Conserving the Peel Watershed is important for all of North America. The watershed is critical to the survival of wide-ranging wildlife, it's an ancient cultural landscape for First Nations, and the region supports a burgeoning tourism industry. The pristine wild rivers, valleys and mountains of the Peel will become even more important as a sanctuary for wild species as the impacts of climate change are felt. By conserving it, we will protect one of the finest remaining mountain boreal ecosystems in the world.
Located at the northern end of the Rocky and Mackenzie Mountain Chain, the Peel River Watershed is a spectacularly rugged region defined by the Peel, Ogilvie, Blackstone, Hart, Wind, Snake and Bonnet Plume rivers. One of Canada's most striking and pristine mountain river watersheds, the Peel is the heart of a great mountain ecosystem with a long cultural history, free-ranging wildlife and a rugged northern beauty.

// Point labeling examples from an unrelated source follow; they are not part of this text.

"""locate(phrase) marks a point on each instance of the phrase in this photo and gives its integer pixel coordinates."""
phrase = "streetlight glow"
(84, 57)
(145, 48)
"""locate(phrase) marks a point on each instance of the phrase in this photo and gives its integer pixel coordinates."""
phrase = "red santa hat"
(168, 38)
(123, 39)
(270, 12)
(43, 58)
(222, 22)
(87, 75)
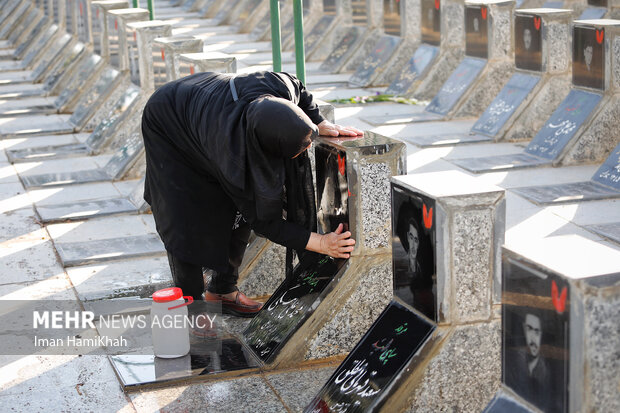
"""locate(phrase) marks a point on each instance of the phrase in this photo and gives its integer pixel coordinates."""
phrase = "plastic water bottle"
(169, 327)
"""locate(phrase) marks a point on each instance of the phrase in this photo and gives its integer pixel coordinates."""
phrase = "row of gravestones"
(343, 162)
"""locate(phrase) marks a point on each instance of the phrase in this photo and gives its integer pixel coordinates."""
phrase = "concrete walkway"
(30, 269)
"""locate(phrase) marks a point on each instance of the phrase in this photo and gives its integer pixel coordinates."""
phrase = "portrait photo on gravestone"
(528, 42)
(589, 57)
(535, 348)
(413, 251)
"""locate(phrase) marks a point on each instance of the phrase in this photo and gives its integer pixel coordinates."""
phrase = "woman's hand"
(326, 128)
(335, 244)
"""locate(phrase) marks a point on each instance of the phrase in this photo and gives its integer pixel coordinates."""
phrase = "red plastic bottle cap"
(167, 295)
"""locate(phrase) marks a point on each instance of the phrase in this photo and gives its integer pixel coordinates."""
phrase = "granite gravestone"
(425, 54)
(365, 377)
(461, 79)
(291, 305)
(476, 31)
(414, 250)
(535, 329)
(296, 298)
(566, 124)
(391, 17)
(605, 184)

Sprawling over 26,000 square miles (68,000 square kiliometers), or 16 million acres (6.8 million hectares), the Peel Watershed dwarfs more famous landscapes, such as Banff and Yellowstone national parks–in size, unspoiled splendor and ecological integrity.
The Peel Watershed is one of North America's largest intact ecosystems–a region of mountains, deep canyons, plateaus, wetlands and rolling hills laced by rivers. The watershed is the northern anchor of the Yellowstone to Yukon Conservation Initiative, a broad-based international project to protect ecosystem connections for wildlife.